Villa Fol Avril: The restaurant emphasizes fresh, locally sourced ingredients, with a daily-changing menu presented on a slate board. Guests can sit in the dining room with its cozy fireplace in winter, or on the large terrace overlooking the garden. 2 Rue des Fers Chauds, 61110 Moutiers-au-Perche
Oiseau Oiseau: A celebrated neo-bistro and wine bar opened by chef Sven Chartier—formerly of Paris’s Michelin-starred Saturne—and his partner Marianne. It sits opposite a centuries-old church, but the interior is very clean, almost Scandi in style, with a wood-burning stove. It emphasizes a farm-to-table approach with an ever-changing menu that honors traditional French cuisine while incorporating modern twists. 5 Place Saint-Germain, 61340 Préaux-du-Perche
La Maison d’Horbé: A multifaceted spot in the heart of picturesque La Perrière that combines a restaurant, tearoom, flea market/gallery, and bed & breakfast. Meals are served in a baroque-style dining room or on a sunlit terrace, featuring duck foie gras, salmon tartare, and scrambled eggs with white truffle sauce. Or drop by the tearoom for a selection of teas and pastries. 17 Grande Place, 61360 La Perrière, Belforêt-en-Perche

Le Silo Cave; A three in one situation—café, wine bar, and cellar in Mortagne-au-Perche—established by Marie Verlhac and Valentin Le Cron, who left their urban lives in Montreuil to embrace the countryside. Le Silo is renowned for its curated selection of natural and biodynamic wines that emphasize local producers. During the day, it’s a cozy café serving locally roasted coffee from Noiram and cookies/other treats. 21 Rue du Général Leclerc, 61400 Mortagne-au-Perche
Where to Stay
Le Perche is famous for its charming guest houses, small hotels and stylishly renovated farmhouses, many of which are owned by Parisians who’ve left the city for a quieter life.
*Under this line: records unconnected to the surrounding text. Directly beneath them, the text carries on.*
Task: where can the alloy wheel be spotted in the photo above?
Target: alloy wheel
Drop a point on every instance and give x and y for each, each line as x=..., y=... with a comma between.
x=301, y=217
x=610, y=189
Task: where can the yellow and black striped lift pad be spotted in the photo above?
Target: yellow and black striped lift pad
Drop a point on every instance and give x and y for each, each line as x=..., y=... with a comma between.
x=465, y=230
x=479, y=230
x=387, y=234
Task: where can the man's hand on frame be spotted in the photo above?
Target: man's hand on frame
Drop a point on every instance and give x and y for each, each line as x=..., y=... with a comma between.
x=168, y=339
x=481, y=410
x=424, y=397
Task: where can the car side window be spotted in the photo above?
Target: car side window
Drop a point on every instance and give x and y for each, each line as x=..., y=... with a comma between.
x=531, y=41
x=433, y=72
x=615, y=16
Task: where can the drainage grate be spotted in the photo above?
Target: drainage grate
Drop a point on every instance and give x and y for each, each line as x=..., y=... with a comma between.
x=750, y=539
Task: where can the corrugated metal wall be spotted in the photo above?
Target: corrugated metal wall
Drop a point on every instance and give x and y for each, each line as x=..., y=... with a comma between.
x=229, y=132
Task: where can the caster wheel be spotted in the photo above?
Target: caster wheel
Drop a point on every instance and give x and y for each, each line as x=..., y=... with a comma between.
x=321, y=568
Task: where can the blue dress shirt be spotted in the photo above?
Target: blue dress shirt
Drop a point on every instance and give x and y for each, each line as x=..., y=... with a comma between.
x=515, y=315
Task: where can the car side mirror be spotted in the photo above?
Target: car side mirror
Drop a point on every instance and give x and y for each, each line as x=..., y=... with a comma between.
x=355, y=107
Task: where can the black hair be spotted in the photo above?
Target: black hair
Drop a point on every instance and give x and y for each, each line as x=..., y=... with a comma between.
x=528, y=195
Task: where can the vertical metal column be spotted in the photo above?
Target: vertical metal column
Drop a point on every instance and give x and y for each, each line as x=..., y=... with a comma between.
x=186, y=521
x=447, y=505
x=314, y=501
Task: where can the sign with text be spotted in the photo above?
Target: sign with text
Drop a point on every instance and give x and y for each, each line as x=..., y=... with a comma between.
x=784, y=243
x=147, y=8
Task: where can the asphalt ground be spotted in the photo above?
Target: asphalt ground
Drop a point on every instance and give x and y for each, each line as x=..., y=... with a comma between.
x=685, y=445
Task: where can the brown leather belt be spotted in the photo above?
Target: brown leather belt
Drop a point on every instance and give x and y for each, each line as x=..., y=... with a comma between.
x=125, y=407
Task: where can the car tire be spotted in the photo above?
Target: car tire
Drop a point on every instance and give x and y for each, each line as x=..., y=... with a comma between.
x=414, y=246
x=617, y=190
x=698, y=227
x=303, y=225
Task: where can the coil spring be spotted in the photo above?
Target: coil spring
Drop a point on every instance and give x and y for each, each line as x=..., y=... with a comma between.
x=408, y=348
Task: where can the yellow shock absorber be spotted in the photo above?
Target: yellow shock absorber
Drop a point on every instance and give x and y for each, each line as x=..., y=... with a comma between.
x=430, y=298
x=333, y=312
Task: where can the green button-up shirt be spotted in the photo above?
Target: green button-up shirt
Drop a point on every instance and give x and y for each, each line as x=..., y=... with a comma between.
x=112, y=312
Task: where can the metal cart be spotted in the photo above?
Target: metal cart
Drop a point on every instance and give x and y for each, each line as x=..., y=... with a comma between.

Maison Ceronne: The estate offers two heated swimming pools (indoor and outdoor), a sauna, a hammam, a gym, a Nordic bath, as well as a cinema room and karaoke lounge. The rooms are each individually designed with ‘60s/’70s/’80s designer furniture pieces.
D’une Île: The property encompasses eight hectares of meadows and forests, with a swimming pond, orchard, forest trails, and an outdoor sauna with views of maple trees. There are ten rooms spread across five buildings, each thoughtfully decorated with minimalist, bohemian-chic elements and antique furnishings sourced from regional markets. Guests can also hang out in communal spaces, like a cozy living room and dining area.
Les Prés: A refined countryside set in Saint-Hilaire-le-Châtel, this one-time hunting lodge for the Lords of Pigeon (and later a convent), has been meticulously restored, with nine individually decorated rooms and suites. The property is set amidst a sprawling park of centuries-old trees and bordered by the Hoëne River. The estate has beautiful gardens, a vegetable patch, an outdoor swimming pool with a pool house, and a riverside setting.

Villa Fol Avril: This elegantly rustic boutique hotel is set in a thoughtfully restored 19th-century coaching inn, in the village of Moutiers-au-Perche. Each of its 12 rooms exudes character, with exposed beams, antique furnishings, and natural materials like lime, terracotta, and timber. In the summer there’s also a heated outdoor pool.
La Maison d’Horbé has three spacious guest rooms, uniquely decorated to reflect the building’s history as a 19th-century coaching inn.